Reuters - May 8, 2014, by Jennifer Chaussee - Despite a rebound in the U.S. housing market, African-American and Latino neighborhoods remain disproportionately impacted by the real estate crash, with many minorities still underwater on their mortgages, a report showed on Thursday.

The city with the highest rate of underwater homeowners - at 56 percent - is Hartford, Connecticut, where 83 percent of the population is Latino or African American, according to the report by the University of California, Berkeley's Haas Institute for a Fair and Inclusive Society.

Newark, New Jersey came in second with 54 percent of homeowners underwater and 89 percent of the population either Latino or African American, according to the report, which matched 2013 housing data to race and income data for zip codes across the country.

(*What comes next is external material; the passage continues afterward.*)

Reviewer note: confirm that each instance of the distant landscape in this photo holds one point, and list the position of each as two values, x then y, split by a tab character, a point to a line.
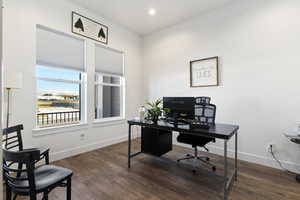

California, the most populous U.S. state, was home to 17 of the country's most underwater zip codes in 2013, the report shows. The predominantly Hispanic Inland Empire region has been hit especially hard, with 35 percent of homeowners underwater, meaning they owed more on mortgages than their homes are worth.

The report also showed that, during the housing bubble, these minority populations were less likely to be sold conventional mortgage loans and more likely to receive sub-prime loans when purchasing homes.

"At the peak of the housing market, the financial industry targeted the African-American and Latino communities with subprime loans," said Peter Dreier, a co-author of the report and professor of urban and environmental planning at Occidental College in Los Angeles. "They were lied to and misled to think they didn't qualify for conventional loans."

The report was released in the blue collar San Francisco suburb of Richmond, where 34 percent of homeowners were underwater in 2013. In neighboring San Pablo, home values remain 50 percent below their peak value in the 2007, just before the housing bubble burst.

In both areas, more than half of all residents are either Latino or African American.

The report comes as Richmond is pushing to implement a controversial program that would allow local municipalities to take over and restructure underwater loans and convert vacant foreclosure properties into affordable housing.

Last September, a federal district judge dismissed a lawsuit Wells Fargo had filed against Richmond challenging the program.

"In the absence of the federal government taking initiative, more and more cities are looking to Richmond to see if they can do what Richmond is doing," Dreier said.